Chad Stahelski, who is also known for his work on John Wick: Chapter 4, is taking the reins for the adaptation of the action-adventure game which quickly became one of the fastest-selling titles when it was released for PlayStation 4 in 2020.
The game itself is based on the work of filmmaker Akira Kurosawa, and allows players to control a samurai named Jin Sakai on a quest to protect Tsushima Island during the first Mongol invasion of Japan.
After news of the film adaptation was announced earlier this year, the director spoke to Collider about his plans for the movie and about how Kurosawa's work has impacted his life.

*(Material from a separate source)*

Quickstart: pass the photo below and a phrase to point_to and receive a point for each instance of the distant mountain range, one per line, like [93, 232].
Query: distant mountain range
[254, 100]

Discussing why he wanted to take on the project, which he's 'super excited about', Stahelski said: "Honestly, it's probably the same things that would scare the sh*t out of most people. It's a fantasy period piece. It's done with reverence to Akira Kurosawa, who's probably in the top five biggest influences of my life as far as film goes. It's a chance to push technology and people in a story that's timeless.
"It's your typical mythological story of good versus evil, finding a man, watching him change the world or the world changes him. It's all the Joseph Campbell stuff that you'd love in a story. You put that in with, obviously, so I'm told I have a bit of a Samurai fetish, which is probably true from Manga and anime and stuff."

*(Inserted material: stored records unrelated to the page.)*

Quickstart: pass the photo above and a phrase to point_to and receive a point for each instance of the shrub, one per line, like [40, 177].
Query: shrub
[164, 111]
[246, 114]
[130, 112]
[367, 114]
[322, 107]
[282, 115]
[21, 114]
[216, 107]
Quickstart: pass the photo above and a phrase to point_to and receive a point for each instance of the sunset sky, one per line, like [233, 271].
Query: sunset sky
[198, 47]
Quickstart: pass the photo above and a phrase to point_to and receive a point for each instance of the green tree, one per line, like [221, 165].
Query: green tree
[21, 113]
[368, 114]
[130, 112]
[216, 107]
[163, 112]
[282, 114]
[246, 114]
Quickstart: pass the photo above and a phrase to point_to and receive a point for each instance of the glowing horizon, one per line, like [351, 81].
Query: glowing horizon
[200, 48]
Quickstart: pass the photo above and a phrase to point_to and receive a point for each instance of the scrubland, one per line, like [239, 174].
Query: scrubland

The director expressed his hopes that if the creators do it 'right', the film would be 'visually stunning'. He noted it offers opportunity for 'great action' and 'great looks', and said they would try to do it 'all in character'.
He continued: "Meaning, it's a Japanese thing about the Mongols invading Tsushima island. A complete Japanese cast, in Japanese. Sony is so on board with backing us on that. I've been going to Japan since I was 16. I have a love of the country, love of the people, love of the language. To try to direct not only in my language, but someone else's and culturally shift my mindset to bring apart that in a cool way that still entices a Western audience."
Though having to read subtitles might put some people off watching the film, Stahelski believes there is a 'way to direct actors' that will allow the audience to understand them without having to speak the same language.
"There's a way to do it. Where a look can mean a look which can mean a look, which mean there are a lot of ways to do it," he said.
The director said he's 'banking' on people showing up to theatres, believing that if he 'nail
' the other aspects of the film he can inspire audiences enough to 'get in the car and go to the theatre'.
Sony has yet to reveal many specific details about the movie adaptation, but it's clear Stahelski has big plans.